Samarinda (ANTARA) - Polresta Samarinda menggelar konferensi pers terkait kasus pencabulan seorang pelaku berinisial SY (72) yang mencabuli cucu sendiri berusia 17 tahun, di mana pelaku dijerat pasal berlapis tentang perlindungan anak dan pasal kekerasan seksual, dengan ancaman hukuman paling lama 15 tahun ditambah 20 tahun.
“Pelaku sudah kami amankan sejak Sabtu (18/2) lalu dan setelah olah Tempat Kejadian Perkara (TKP), maka pelaku kami jerat pasal pasal 76 D dan E UU RI No 25 Tahun 2014 Tentang Perubahan atas UU RI No 23 Tahun 2002 Tentang Perlindungan anak dan UU No 12 Tahun 2022 Tentang Kekerasan Seksual,” beber Wakapolresta Samarinda AKBP Eko Budiarto di Mapolsek Sungai Pinang Samarinda, Senin.
Ia menerangkan kronologi kejadian, awal pelaku menjalankan aksinya dimulai sejak Agustus 2022, dilakukan setiap hari Sabtu dan Minggu, di mana tindakan tersebut dilakukan di sebuah pondok kebun milik SY di Jalan Belimau Lempake, dengan korban adalah cucu sendiri yang merupakan anak penyandang disabilitas.
Lanjutnya, pada bulan yang sama, SY mencabuli cucunya sebanyak tiga kali setiap malam minggu, dengan kondisi korban masih bersekolah, dan setiap malam minggu SY selalu mengajak cucunya ke kebun.
“Ada pun motif pelaku melakukan tindakan pencabulan tiada lain memenuhi nafsu birahi yang ingin disalurkan sang kakek sepeninggal istrinya, dengan menyalurkan syahwatnya kepada sang cucu,” ungkap Eko.
Dikemukakannya, korban memang tidak melakukan perlawanan dikarenakan kondisinya yang disabilitas dan memang perlu penanganan khusus, sehingga hanya dengan iming-iming uang Rp20 ribu, korban lantas mau menuruti kemauan pelaku.
Terus dikatakannya, aksi tidak beradab SY tersebut lantas diketahui oleh orang tua si korban yang heran melihat perubahan fisik pada anaknya, dengan kecurigaan tersebut, orang tua korban pun melaporkan pelaku ke Kantor Polsek Sungai Pinang Kecamatan Samarinda Utara.

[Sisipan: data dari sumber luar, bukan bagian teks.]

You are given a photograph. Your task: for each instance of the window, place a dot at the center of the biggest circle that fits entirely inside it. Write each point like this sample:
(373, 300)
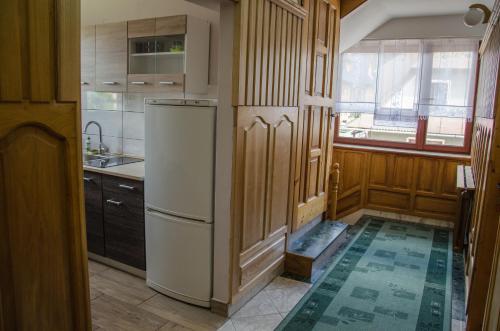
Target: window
(415, 94)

“Akibat perbuatan asusila sang kakek, kini korban sudah berbadan dua dengan usia kehamilan tujuh bulan dan terpaksa berhenti dari sekolahnya di SLDB atau setingkat Sekolah Menengah Atas (SMA),” tutur Eko.
Sementara itu, berdasarkan pengakuan SY, korban setiap malam minggu kerap diajak ke pondokan kebun miliknya, awalnya jam 04.00 WITA dia tertidur, setelah terbangun minta dibuatkan mie dan minta tidur di kamar SY.
“Saya sebenarnya tak tega melakukan itu, saya sudah sering mengatakan ke dia buat pergi saja tapi tak juga di gubris,” cerita SY yang sudah memiliki enam anak, sembilan cucu dan satu cicit.